CAROLINA BUILT, fictionalized story of a superbly determined woman's battles


CAROLINA BUILT
KIANNA ALEXANDER

Gallery Books
$27.99 hardcover, available now

Now only $1.99 on Kindle! (non-affiliate Amazon link)

Rating: 4* of five

The Publisher Says: This “exuberant celebration of Black women’s joy as well as their achievements” (Kate Quinn, New York Times bestselling author) novelizes the life of real estate magnate Josephine N. Leary in a previously untold story of passion, perseverance, and building a legacy after emancipation in North Carolina.

Josephine N. Leary is determined to build a life of her own and a future for her family. When she moves to Edenton, North Carolina from the plantation where she was born, she is free, newly married, and ready to follow her dreams.

As the demands of life pull Josephine’s attention away, it becomes increasingly difficult for her to pursue her real estate aspirations. She finds herself immersed in deepening her marriage, mothering her daughters, and being a dutiful daughter and granddaughter. Still, she manages to teach herself to be a businesswoman, to manage her finances, and to make smart investments in the local real estate market. But with each passing year, it grows more and more difficult to focus on building her legacy from the ground up.

“Filled with passion and perseverance, Josephine Leary is frankly a woman that everyone should know” (Sadeqa Johnson, author of Yellow Wife) and her story speaks to the part of us that dares to dream bigger, tear down whatever stands in our way, and build something better for the loved ones we leave behind.

I RECEIVED A DRC FROM THE PUBLISHER VIA NETGALLEY. THANK YOU.

My Review
: It's always been hard to be a woman. In the US, it's always been hard to be Black. Now put the two disadvantages together...that's what Josephine Leary is up against. She's equal to any task, though; the novel begins in 1870, during the last days of Reconstruction. Having lived her childhood as a slave, Josephine knows that every single act she takes in this life has to have as its aim the increase of freedom and the assurance of security for herself, her husband, and their two daughters, as each addition to her life is made.

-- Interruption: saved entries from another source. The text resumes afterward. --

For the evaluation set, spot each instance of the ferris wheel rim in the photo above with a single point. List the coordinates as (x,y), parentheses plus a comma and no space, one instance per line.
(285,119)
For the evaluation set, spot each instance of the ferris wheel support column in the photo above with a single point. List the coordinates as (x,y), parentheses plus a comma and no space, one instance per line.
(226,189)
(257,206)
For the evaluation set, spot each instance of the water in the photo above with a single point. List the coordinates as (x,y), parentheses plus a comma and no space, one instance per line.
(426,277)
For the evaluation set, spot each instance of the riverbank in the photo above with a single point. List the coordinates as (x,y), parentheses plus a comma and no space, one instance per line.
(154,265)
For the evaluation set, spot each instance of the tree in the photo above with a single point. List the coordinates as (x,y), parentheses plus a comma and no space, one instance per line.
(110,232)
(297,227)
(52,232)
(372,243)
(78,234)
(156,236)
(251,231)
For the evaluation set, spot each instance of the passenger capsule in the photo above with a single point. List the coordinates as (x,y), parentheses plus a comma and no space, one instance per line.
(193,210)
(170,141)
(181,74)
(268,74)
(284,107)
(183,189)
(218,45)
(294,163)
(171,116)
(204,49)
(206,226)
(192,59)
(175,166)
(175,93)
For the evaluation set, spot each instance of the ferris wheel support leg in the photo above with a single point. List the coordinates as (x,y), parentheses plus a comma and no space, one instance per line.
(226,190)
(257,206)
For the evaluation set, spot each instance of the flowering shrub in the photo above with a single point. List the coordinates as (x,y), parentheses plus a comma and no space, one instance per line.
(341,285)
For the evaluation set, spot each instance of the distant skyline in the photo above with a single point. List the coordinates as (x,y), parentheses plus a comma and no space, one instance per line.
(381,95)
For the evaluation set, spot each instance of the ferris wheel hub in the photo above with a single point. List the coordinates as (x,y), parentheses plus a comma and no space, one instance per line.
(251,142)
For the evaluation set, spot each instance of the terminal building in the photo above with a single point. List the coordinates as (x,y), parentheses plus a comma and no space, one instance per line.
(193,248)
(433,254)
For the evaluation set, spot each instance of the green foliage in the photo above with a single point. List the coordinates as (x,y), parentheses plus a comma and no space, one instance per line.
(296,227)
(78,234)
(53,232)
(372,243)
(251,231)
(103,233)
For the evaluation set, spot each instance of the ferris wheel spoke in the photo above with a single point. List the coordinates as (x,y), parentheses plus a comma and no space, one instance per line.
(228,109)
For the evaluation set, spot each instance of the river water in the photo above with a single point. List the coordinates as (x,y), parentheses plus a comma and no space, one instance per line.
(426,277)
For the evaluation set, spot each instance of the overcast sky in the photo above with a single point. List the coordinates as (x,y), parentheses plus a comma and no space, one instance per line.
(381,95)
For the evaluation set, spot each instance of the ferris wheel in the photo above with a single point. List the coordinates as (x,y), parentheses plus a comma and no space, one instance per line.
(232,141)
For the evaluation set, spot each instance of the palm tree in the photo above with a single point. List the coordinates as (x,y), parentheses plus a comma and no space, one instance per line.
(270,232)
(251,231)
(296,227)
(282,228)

Her slaveowner was also her father, and that piece of "good luck" played out in her favor. She was able to buy the barbershop she and her husband ran together from him. And from there forward, it was all Mrs. Leary and all the way up Sweety, her husband, backed her.

Until her success threatened his Manhood.

It's a testament to the author's ability to pace a story that I didn't just quietly close the book and ignore it at that point. I know it happened; I am told it still happens. But it makes for dull reading, the expected flaw in the expected place. But to her credit, Author Alexander dwells on it not...it's not like it's played down but it's not protracted either.

What made me so dad-blamed mad that I screamed at my Kindle (for which I apologize to my roommate, he was sleeping and was utterly terrified as I shouted "NO SHE DID NOT!!" into the dark) came close to the end of the book when there's a fire that deprives Mrs. Leary of her (uninsured, of course, she was a Black woman, who'd write that policy in the 1890s?!) hard-earned gains! But...and this is where I almost cheered but was too shy to wake the grouch up again...she still owned the land. And she chose to rebuild, to build back better.

Unlike certain scumbag politicians with "R"s after their names.

Well, that all sounds very five-starry, doesn't it? But there's a four up there...and I feel generous giving it. The fact is that this is a very dialogue-heavy novel and there's not much vigor in the dialogue. It's not awful but it doesn't lend itself to quoting the quotable quotes. There's not any.
"The only thing that truly frightens me is the idea that I might not take full advantage of the gift of freedom. I refuse to let that happen."

And that is as snappy as it gets. I'm in total agreement with the sentiment. I just wish it had more oomph behind it.

But in the end, this is an historical novel and it's a lot better served by thinking of it as a novelized biography. Josephine Leary very much deserves to be remembered for her indomitable will, her savvy, and her sheer cussèd determination to overcome every obstacle the world shoves in front of her. Reading the story is a good, and a worthy, way to honor the memory of such a remarkable person.